I maggiori quotidiani nazionali settimana scorsa hanno riportato la notizia della maxi sanzione che l’Antitrust ha inferto a Samsung ed Apple, pari a 5 milioni di euro per l’una e 10 per l’altra, dopo aver accertato che le società dei due gruppi hanno realizzato pratiche scorrette “in violazione degli artt. 20, 21, 22 e 24 del Codice del Consumo in relazione al rilascio di alcuni aggiornamenti del firmware dei cellulari che hanno provocato gravi disfunzioni e ridotto in modo significativo le prestazioni, in tal modo accelerando il processo di sostituzione degli stessi”.
La stessa Agcm ha inoltre precisato che tali società hanno indotto i consumatori “mediante l’insistente richiesta di effettuare il download e anche in ragione dell’asimmetria informativa esistente rispetto ai produttori” a installare gli aggiornamenti del sistema operativo, anche su dispositivi non in grado si supportarli, senza fornire le necessarie informazioni né alcun mezzo di ripristino.
Si tratta della prima decisione al mondo sull’obsolescenza programmata, ovvero quella politica industriale volta alla definizione del ciclo di vita di un prodotto in modo da renderne l’utilizzo determinato a un periodo prefissato. Tale pratica venne adottata, per la prima volta, nel 1923 quando i produttori mondiali di lampadine decisero che la vita del loro prodotto era troppo lunga e si accordarono per accorciarne artificialmente la durata stipulando il cd. “accordo Phoebus”.
Governi e Parlamento Ue si muovono
Oggi l’obsolescenza programmata viene combattuta dai Governi nazionali colpendo quelle aziende che la attuano e stabilendo per legge degli standard di produzione per definire i requisiti minimi di durata dei vari prodotti.
A partire dal 1 gennaio 2020, ad esempio, in Francia ogni prodotto tecnologico dovrà mostrare un’etichetta che riporti il proprio indice di riparabilità.
Il reato di obsolescenza programmata è stato introdotto nel 2016 e prevede pene fino a due anni di reclusione per l’amministratore delegato dell’azienda e multe fino a 300 mila euro.
L’operato francese è un esempio lampante di come sia possibile un mercato sostenibile, specialmente in merito alle sempre più sentite esigenze di tutela ambientale.

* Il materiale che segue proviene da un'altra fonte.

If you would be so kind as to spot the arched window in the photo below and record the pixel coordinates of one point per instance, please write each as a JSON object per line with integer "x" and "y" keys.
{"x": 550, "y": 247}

D’altro canto la decisione dell’Agcm non convince a pieno alcuni esperti, i quali rimarcano che l’istruttoria non sia riuscita a dimostrare le pratiche di “obsolescenza programmata” attuate dalle due compagnie. A ben guardare, infatti, l’autorità garante della concorrenza ha argomentato la decisione sulla base della lacunosità dell’informativa fornita ai consumatori che non avrebbe messo in luce, in maniera adeguata, i lati negativi degli aggiornamenti effettuati sui devices (evidenziando invece, al contrario, i soli aspetti positivi).
A rischio sicurezza e centri di riparazione
Queste decisioni quindi, se da un lato rispondono alle esigenze dei consumatori che lamentano l’obsolescenza troppo rapida dei propri devices e un impatto ambientale insostenibile per il nostro Pianeta, dall’altro lato potrebbero porre un importante freno all’evoluzione tecnologica, costringendo i grandi produttori a dover distinguere gli aggiornamenti indispensabili per la sicurezza, da quelli che servono solo ad aggiungere funzioni od ottimizzare le prestazioni.
Sul punto si è soffermata anche la giornalista Milena Gabanelli, la quale, ha pubblicato un video sul Corriere che evidenzia un’ulteriore criticità del modello di business fondato sull’obsolescenza programmata. Dati alla mano infatti, riporta la giornalista, in Italia stiamo assistendo ad una progressiva chiusura dei centri dedicati alla riparazione degli elettrodomestici.
Per far fronte al problema, nell’estate del 2017, il Parlamento europeo ha approvato una risoluzione per invitare gli Stati dell’Unione a promuovere prodotti tecnologici riparabili e con un ciclo di vita più lungo. L’Italia non è rimasta inerte di fronte alle indicazioni fornite dal Parlamento Europeo: ben tre proposte di legge sono state presentate da Pd, Sel e Movimento 5 Stelle, ma nessuna è mai arrivata in discussione in aula.